Find the extrema of $x+y+z$ subject to $x^2 - y^2 = 1$ and $2x + z = 1$ using Lagrange multipliers.
So I set it up:
$$ 1 = 2x\lambda_1 + 2\lambda_2 \\ 1 = -2y\lambda_1 \\ 1 = \lambda_2 $$
Plug in for $\lambda_2$:
$$ 1 = 2x\lambda_1 + 2 \\ 1 = -2y\lambda_1 \\ $$
So we work with:
$$ 1 = 2x\lambda_1 + 2 \\ 1 = -2y\lambda_1 \\ 1 = x^2 - y^2 \\ 1 = 2x + z $$
After some algebra I got $x = y$ as a solution but that's impossible because of the constraint $1 = x^2 - y^2$. What am I missing?
On
Consider the constraints: you can simplify them in $$ y=\pm\sqrt{y^2+1}, \qquad z=\mp 2\sqrt{y^2+1}+1$$ for all $y\in\mathbb{R}$. In this way you can convert the constrained optimization in two unconstrained optimizations: substitute the two solutions in the objective function and you will find $$- \sqrt{y^2+1}+y+1, \qquad \sqrt{y^2+1}+y+1.$$
These two real functions are monotone increasing so they don't possess any stationary point.
On
Note: There is no extremas with the current situation...So I slightly changed one of the
"constraints" to:
$x^2 - 2y^2 = 1$, and to show you how to solve if using one parameter $LM$ method.
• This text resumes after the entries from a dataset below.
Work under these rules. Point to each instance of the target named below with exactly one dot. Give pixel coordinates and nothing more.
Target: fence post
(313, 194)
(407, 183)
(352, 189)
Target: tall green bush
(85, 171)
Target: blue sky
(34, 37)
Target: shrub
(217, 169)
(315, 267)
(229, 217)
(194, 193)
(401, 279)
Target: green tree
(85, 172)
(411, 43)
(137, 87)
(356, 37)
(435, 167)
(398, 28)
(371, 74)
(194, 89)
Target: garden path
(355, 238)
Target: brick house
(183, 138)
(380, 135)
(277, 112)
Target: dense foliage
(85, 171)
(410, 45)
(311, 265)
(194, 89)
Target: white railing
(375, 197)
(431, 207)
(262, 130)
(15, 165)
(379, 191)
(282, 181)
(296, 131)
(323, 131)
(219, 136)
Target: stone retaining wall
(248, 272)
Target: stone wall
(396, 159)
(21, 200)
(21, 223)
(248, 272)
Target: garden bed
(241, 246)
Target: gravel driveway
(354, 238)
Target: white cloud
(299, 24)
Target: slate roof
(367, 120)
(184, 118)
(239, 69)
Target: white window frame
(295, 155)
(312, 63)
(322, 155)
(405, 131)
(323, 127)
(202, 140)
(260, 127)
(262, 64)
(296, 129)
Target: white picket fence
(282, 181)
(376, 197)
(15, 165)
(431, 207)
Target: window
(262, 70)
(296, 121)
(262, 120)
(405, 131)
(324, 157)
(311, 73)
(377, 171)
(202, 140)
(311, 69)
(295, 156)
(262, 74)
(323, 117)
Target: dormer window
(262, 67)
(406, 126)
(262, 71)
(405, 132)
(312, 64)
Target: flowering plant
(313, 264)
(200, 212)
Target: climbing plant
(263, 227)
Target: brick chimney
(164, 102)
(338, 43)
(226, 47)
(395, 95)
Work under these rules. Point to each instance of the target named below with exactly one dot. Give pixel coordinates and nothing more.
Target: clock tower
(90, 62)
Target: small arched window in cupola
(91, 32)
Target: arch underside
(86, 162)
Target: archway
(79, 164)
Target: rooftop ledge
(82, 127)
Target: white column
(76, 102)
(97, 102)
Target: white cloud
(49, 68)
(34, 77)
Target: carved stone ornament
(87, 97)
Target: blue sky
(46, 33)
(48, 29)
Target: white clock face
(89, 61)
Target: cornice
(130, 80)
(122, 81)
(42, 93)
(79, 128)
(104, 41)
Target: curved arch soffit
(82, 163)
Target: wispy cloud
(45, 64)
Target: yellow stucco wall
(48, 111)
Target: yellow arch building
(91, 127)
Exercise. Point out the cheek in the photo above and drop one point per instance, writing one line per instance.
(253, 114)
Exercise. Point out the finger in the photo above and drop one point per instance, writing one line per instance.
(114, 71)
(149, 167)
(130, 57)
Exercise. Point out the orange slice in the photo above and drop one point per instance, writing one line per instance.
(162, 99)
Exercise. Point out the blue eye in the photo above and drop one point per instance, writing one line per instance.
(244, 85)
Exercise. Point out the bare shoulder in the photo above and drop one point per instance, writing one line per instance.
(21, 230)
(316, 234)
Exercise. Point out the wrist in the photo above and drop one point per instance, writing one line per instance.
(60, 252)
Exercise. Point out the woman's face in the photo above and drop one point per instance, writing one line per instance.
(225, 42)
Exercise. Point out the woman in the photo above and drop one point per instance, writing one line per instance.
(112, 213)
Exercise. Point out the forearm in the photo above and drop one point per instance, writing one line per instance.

$x + y + z = x + y + (1 - 2x) = y - x + 1$, subject to: $x^2 - 2y^2 = 1$.
Define $f(x,y) = -x + y + 1$, and $g(x,y) = x^2 - 2y^2$. Then:
$\nabla f = \lambda\cdot \nabla g \to (-1,1) = (2x\lambda,-4y\lambda)$. Thus:
$-1 = 2x\lambda$
$1 = -4y\lambda$.
Add the above equations: $2\lambda(x - 2y) = 0 \to \lambda = 0$ or $x = 2y$. But $\lambda$ cannot be $0$, so $x = 2y$, and with $x^2 - 2y^2 = 1$ we get:
$4y^2 - 2y^2 = 1 \to 2y^2 = 1 \to y = \pm \dfrac{1}{\sqrt{2}}$. So $x = 2y = \pm \sqrt{2}$.
$f_{min} = f(\sqrt{2},\frac{1}{\sqrt{2}}) = \dfrac{\sqrt{2} - 1}{\sqrt{2}}$, and
$f_{max} = f(-\sqrt{2},-\frac{1}{\sqrt{2}}) = \dfrac{\sqrt{2} + 1}{\sqrt{2}}$
The constraints define two curves in ${\mathbb R}^3$ as follows: The constraint $x^2-y^2=1$ defines a hyperbolic cylinder $Z$ consisting of two sheets, which can be parametrized as follows: $$(t,z)\mapsto(\pm\cosh t,\sin t, z)\qquad(-\infty<t<\infty, \ -\infty<z<\infty)\ .$$ Intersecting these two sheets with the plane $z=1-2x$ produces thw two curves $$\gamma_\pm:\ t\mapsto(\pm\cosh t,\sinh t, 1\mp2\cosh t)\qquad(-\infty<t<\infty)\ .$$ The pullback of $f(x,y,z):=x+y+z$ to $\gamma_\pm$ computes to $$\phi(t)=1+\sinh t\mp\cosh t\ ,$$ so that we obtain $$\phi'(t)=\cosh t\mp\sinh t=e^{\mp t}>0\qquad(-\infty<t<\infty)\ .$$ This shows that there are no conditionally stationary points of $f$ on the two curves, and explains why Lagrange's method didn't produce any solutions.